Everyone knows what happened from there: A woman destroyed paradise by eating an apple from that forbidden tree and tricking a man into doing the same.  Thus, we begin the several-thousand page journey of the Twilight saga, in which Bella spends a majority of the plot tempting Edward, who (ironically, as he is the “damned” of the two) repeatedly resists Bella’s temptations, insisting that to give into them would hurt or kill her. Edward presents a paradox: A vampire, self-professed soulless and damned, but self-loathing and vastly concerned with the safety and virtue of a human girl.  He is what the serpent in the Garden would have been had it fallen in love with Eve. Bella is simply Eve, minus the ability to convince Edward to eat the apple. In fact, she pretty much lacks the ability to do much of anything without the assistance of a man, but we’ll get to that soon enough.

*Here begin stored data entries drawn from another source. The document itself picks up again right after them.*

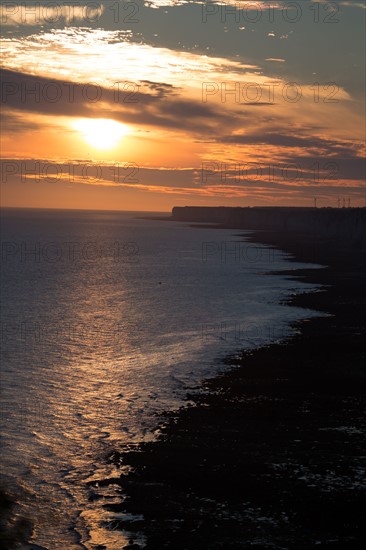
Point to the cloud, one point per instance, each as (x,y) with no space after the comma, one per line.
(34,13)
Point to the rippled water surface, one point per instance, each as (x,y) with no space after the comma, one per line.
(106,321)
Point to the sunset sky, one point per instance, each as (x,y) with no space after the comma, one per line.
(143,105)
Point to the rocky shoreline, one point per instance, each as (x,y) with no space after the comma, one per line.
(272,453)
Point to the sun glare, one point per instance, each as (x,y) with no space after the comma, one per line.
(101,133)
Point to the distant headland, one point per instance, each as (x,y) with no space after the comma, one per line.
(345,225)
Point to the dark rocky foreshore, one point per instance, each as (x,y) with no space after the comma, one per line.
(272,453)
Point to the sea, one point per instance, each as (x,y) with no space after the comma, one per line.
(108,320)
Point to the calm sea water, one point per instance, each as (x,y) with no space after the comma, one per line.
(108,320)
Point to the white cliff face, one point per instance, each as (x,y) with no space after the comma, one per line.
(345,226)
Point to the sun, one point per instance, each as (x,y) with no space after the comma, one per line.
(101,133)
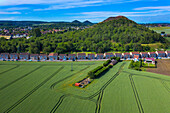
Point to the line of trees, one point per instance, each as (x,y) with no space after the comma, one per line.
(117,35)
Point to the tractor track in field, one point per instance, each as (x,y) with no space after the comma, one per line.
(145,76)
(58,103)
(54,84)
(7,85)
(99,93)
(136,94)
(99,100)
(166,87)
(32,91)
(10,69)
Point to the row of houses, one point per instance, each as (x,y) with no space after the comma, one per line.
(56,56)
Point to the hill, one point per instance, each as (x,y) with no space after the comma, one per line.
(87,22)
(115,34)
(76,21)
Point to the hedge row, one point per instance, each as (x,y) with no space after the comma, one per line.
(116,58)
(92,72)
(100,72)
(106,63)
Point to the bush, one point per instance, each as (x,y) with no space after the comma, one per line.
(118,59)
(92,72)
(106,63)
(110,66)
(100,72)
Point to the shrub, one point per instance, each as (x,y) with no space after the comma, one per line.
(92,72)
(106,63)
(100,72)
(110,66)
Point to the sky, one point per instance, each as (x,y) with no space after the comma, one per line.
(141,11)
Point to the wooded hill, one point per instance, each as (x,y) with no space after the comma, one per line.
(119,33)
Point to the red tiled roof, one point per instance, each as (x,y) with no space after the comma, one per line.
(135,52)
(136,56)
(144,52)
(150,59)
(4,53)
(62,54)
(90,54)
(81,54)
(161,51)
(34,54)
(71,54)
(152,52)
(99,54)
(14,54)
(126,53)
(118,53)
(24,53)
(42,54)
(53,54)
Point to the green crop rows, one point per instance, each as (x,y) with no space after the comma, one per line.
(47,87)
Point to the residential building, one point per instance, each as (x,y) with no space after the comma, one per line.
(14,56)
(152,54)
(43,57)
(81,55)
(99,56)
(71,56)
(118,55)
(108,55)
(144,54)
(24,56)
(53,56)
(34,56)
(91,56)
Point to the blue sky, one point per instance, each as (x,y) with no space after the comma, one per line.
(141,11)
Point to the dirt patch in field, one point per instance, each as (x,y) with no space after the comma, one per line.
(163,67)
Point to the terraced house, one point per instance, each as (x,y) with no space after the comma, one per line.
(144,54)
(14,56)
(168,54)
(152,54)
(81,55)
(126,55)
(134,53)
(118,55)
(43,57)
(160,53)
(24,56)
(108,55)
(91,56)
(4,56)
(99,56)
(71,56)
(62,56)
(53,56)
(34,56)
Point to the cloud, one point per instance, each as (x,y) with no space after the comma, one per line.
(4,12)
(100,15)
(8,18)
(16,8)
(166,8)
(21,2)
(72,5)
(83,3)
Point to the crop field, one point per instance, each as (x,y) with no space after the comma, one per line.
(47,87)
(161,29)
(163,67)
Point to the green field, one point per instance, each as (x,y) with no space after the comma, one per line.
(161,29)
(47,87)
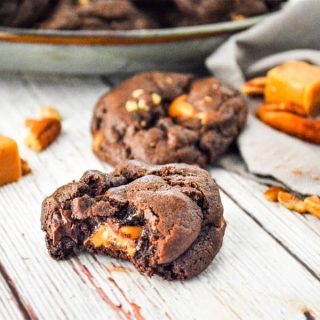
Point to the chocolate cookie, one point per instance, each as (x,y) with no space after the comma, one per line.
(162,118)
(166,220)
(97,15)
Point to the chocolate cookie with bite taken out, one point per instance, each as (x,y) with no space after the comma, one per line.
(163,118)
(166,220)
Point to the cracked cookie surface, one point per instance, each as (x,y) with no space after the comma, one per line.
(166,220)
(163,118)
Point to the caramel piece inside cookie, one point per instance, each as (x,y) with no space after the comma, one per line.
(122,240)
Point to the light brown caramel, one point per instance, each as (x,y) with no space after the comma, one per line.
(124,240)
(295,82)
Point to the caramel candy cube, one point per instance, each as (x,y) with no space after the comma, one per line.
(295,82)
(10,163)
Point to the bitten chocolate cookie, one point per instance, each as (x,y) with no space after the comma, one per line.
(166,220)
(163,118)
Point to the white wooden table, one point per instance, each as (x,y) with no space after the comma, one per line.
(268,267)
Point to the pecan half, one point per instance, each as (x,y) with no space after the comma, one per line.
(307,129)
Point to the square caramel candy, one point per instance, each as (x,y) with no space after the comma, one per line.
(295,82)
(10,163)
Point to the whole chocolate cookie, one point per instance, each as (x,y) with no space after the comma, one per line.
(162,118)
(97,15)
(166,220)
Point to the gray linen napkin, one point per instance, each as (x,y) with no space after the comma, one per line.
(290,34)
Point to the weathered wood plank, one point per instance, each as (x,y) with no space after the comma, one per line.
(300,234)
(9,306)
(252,277)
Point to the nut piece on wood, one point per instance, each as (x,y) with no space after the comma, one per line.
(313,205)
(291,202)
(307,129)
(42,133)
(272,193)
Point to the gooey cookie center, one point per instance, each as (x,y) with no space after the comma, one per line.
(124,239)
(181,108)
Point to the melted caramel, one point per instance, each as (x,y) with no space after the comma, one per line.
(124,240)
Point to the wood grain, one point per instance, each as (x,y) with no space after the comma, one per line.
(255,276)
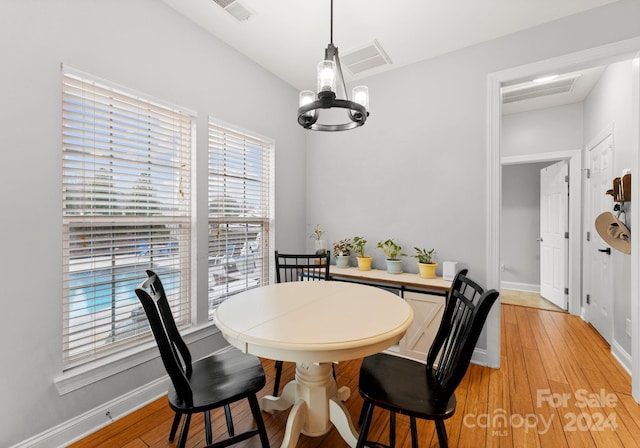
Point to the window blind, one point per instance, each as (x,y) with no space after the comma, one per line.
(239,212)
(126,180)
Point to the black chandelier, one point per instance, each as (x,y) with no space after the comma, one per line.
(328,71)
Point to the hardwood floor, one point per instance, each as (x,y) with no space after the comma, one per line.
(558,386)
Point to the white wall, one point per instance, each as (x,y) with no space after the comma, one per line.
(146,46)
(610,104)
(417,170)
(540,131)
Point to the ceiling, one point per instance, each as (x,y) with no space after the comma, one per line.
(288,37)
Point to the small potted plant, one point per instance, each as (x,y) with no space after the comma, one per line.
(342,251)
(393,252)
(317,237)
(426,265)
(364,261)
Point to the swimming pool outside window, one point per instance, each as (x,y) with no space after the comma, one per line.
(126,164)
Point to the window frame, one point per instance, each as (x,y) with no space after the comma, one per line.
(135,214)
(218,129)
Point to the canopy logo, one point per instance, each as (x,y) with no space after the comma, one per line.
(578,411)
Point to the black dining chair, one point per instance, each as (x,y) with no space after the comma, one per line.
(199,386)
(299,267)
(405,386)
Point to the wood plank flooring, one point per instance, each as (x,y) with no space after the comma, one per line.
(558,386)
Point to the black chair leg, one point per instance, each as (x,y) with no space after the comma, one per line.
(367,410)
(257,416)
(414,432)
(185,431)
(174,426)
(392,429)
(276,385)
(227,415)
(442,434)
(207,427)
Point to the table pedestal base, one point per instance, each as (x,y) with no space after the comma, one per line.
(317,404)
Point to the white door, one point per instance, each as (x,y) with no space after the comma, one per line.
(599,281)
(554,225)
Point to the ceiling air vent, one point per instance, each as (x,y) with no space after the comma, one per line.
(533,89)
(235,8)
(365,58)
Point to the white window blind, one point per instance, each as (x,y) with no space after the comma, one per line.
(126,208)
(239,212)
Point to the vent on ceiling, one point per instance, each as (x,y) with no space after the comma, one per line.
(235,8)
(534,89)
(365,58)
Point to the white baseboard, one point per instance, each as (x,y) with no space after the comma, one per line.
(479,357)
(89,422)
(622,356)
(515,286)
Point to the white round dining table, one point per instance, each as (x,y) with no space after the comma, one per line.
(313,324)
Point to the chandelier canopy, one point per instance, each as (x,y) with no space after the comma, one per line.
(329,72)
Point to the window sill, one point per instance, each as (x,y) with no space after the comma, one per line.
(81,376)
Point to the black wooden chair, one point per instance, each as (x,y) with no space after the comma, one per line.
(408,387)
(209,383)
(299,267)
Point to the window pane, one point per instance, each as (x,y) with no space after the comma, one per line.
(126,208)
(239,212)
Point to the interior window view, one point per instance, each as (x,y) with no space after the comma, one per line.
(218,234)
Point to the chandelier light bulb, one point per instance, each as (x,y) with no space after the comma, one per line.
(307,97)
(326,76)
(360,95)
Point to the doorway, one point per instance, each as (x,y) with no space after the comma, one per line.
(572,265)
(618,51)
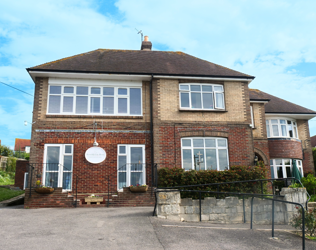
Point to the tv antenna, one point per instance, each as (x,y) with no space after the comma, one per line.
(141,33)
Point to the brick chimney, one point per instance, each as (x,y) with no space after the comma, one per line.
(146,45)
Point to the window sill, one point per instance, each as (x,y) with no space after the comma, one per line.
(203,110)
(95,116)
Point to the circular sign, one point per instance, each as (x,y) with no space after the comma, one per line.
(95,155)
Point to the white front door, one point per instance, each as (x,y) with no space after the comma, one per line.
(57,169)
(131,165)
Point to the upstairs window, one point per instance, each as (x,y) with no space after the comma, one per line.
(281,128)
(201,96)
(84,100)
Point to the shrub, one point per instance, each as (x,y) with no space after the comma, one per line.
(310,220)
(179,177)
(309,183)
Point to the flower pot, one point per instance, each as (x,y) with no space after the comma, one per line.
(44,190)
(138,189)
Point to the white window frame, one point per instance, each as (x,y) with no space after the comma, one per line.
(270,128)
(60,163)
(204,148)
(274,166)
(26,176)
(202,84)
(116,96)
(128,159)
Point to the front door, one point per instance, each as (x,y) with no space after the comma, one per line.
(131,165)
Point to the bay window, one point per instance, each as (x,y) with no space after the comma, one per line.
(201,96)
(206,153)
(281,128)
(93,100)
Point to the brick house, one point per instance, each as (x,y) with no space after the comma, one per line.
(153,108)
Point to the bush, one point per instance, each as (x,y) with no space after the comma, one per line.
(179,177)
(310,220)
(309,183)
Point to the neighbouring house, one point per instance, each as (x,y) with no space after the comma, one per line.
(313,141)
(103,120)
(22,145)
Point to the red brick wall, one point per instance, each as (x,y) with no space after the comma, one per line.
(21,168)
(285,148)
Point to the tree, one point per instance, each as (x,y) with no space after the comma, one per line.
(5,151)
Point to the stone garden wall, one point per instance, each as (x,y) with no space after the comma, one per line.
(229,210)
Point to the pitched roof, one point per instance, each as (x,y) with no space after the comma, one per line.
(139,62)
(277,105)
(20,144)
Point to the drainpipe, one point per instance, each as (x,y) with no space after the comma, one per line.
(151,128)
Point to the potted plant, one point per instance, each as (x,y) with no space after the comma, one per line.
(41,189)
(138,188)
(93,198)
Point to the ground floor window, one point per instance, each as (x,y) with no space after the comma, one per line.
(26,180)
(131,165)
(206,153)
(58,163)
(282,168)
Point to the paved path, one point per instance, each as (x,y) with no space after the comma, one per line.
(129,228)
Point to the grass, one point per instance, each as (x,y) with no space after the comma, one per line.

The book's preface itself describes a scene from the end of the book, where Bella silently affirms that dying in the place of someone she loves seems to be "a good way to die," and "ought to count for something." It's as though she senses that she is innately "bad" and somehow martyrdom will undo her sinful [unwritten: female] nature. It is strange that Bella mentions a "noble" death "counting for something," because later in the series she states outright that she doesn't believe in souls, implying that she doesn't believe in God. Regardless, the preface to Twilight sets Bella as the saga's martyr, a part she plays well, as well as the fallible Eve figure, which she plays awkwardly and inefficiently.